Posted 06 January 2012 - 02:09 PM
Try holding up a piece of plastic maybe 1/8" off the lure. This would allow some paint to get underneath and give a softer line. I've never tried it but that what happens if you hold a stencil off the bait a bit when using an airbrush.
Posted 06 January 2012 - 02:14 PM
'thanks, ill definetly try that on the second one i paint.
Posted 06 January 2012 - 02:47 PM
Put a coat of epoxy over the lure, after you put the foil on. Then paint.
Nevermind! I can't read
Posted 06 January 2012 - 02:51 PM
If you're going to epoxy the lure after painting, you can spray the foil with an aerosol acrylic and use a wet q-tip to remove the overspray. This stuff is not designed for a final coat on a fishing lure, however, but, it will seal the foil for ya.
Posted 06 January 2012 - 03:49 PM
The holding the paper away from the lure will definitely work. Some guys years ago also got into using different tips on the rattle cans along with a permanent trough/stencil set up. A cradle was made to hold baits and then a think piece of wood, or cardboard was positioned to cover most of the bait. The ones I saw were a permanent set up so a guy could do a dozen baits or so at a time.
Check out Graffiti stores for different tips that may help out.
Edited by Travis, 06 January 2012 - 03:56 PM.

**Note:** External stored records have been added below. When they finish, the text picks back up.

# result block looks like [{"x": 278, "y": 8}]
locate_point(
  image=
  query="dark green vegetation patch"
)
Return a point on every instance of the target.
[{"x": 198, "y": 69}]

Posted 07 January 2012 - 01:01 AM
try spraying over the top of the bait and coming down slowly so you just catch the edge of the spray pattern you waste more paint but it makes for a softer line after al an airbrush is just a rattle can with no rattle
Edited by crankpaint, 07 January 2012 - 01:03 AM.

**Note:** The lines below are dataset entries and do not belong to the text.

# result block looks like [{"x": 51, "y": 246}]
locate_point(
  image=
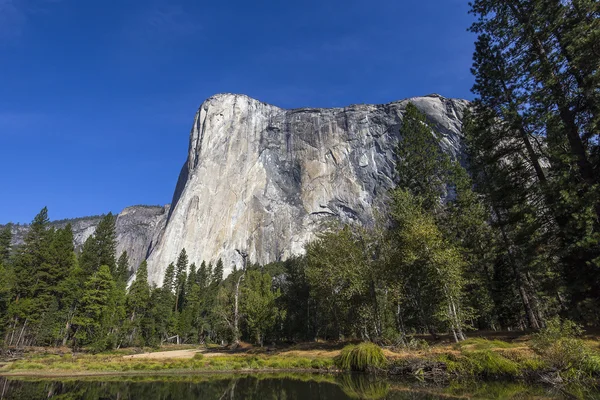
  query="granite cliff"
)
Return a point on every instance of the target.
[
  {"x": 138, "y": 229},
  {"x": 261, "y": 180}
]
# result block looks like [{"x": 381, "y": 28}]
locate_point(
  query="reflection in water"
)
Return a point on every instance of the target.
[{"x": 270, "y": 386}]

Posted 07 January 2012 - 01:26 AM
1. I suggest appying a coat of epoxy before painting. This helps smooth out aluminum seams on back and belly, then the layer of paint on this epoxy will further help camoflauge the aluminum seams (not that they're really noticeable).
2. Use less paint. Hold can back further and press lightly.

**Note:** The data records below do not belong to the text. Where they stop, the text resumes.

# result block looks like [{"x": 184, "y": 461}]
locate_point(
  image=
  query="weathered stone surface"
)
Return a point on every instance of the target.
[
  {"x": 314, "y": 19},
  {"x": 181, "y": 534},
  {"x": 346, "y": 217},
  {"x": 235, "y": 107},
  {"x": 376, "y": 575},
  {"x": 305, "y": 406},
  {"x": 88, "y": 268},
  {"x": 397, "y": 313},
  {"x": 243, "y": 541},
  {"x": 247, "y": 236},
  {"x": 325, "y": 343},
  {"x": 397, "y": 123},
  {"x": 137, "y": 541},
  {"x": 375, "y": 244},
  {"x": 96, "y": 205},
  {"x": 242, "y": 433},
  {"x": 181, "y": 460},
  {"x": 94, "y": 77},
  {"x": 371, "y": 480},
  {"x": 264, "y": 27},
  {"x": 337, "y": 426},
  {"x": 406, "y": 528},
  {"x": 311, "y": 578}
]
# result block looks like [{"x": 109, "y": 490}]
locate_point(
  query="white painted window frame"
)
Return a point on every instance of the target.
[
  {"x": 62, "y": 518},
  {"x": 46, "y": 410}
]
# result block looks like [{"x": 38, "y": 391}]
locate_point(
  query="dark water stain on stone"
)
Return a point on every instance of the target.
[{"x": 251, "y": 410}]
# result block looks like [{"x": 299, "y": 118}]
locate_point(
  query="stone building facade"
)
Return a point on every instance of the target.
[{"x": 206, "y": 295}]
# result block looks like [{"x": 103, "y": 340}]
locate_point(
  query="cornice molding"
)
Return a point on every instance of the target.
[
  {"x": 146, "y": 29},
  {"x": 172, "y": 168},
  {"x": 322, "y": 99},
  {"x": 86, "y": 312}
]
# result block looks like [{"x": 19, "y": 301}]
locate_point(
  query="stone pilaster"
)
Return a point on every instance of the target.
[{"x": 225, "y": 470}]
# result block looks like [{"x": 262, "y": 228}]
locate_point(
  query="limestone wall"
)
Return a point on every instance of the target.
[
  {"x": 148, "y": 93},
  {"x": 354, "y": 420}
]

3. Hit the back straight on.
4. Use a quality paint like krylon, tameya, testors, or house of kolor.
5. Here are some more caps to check out http://www.montana-c.../Montana_Caps/6 (you don't need these caps though, I bought some a few years ago but have yet to use them)
6. Sometimes I will take a q tip dipped in paint thinner and very lightly rub the sides of the bait after spraying. This will make for shinier sides. Just be careful/don't go too high so you don't make a "noticable line" bw the back paint and the foiled side.
Posted 07 January 2012 - 03:18 PM
Another thing the epoxy coat will do besides hiding the edges of the foil is if you make a boo boo all you have to do is wipe it off and keep spraying.
Posted 07 January 2012 - 04:11 PM
thanks everybody, i tried spraying over the top and it worked pretty good. i hope i can upload some pics soon, im still figuring out how to upload to the gallery, i can select pics but i cant upload them. i cant press on the upload button.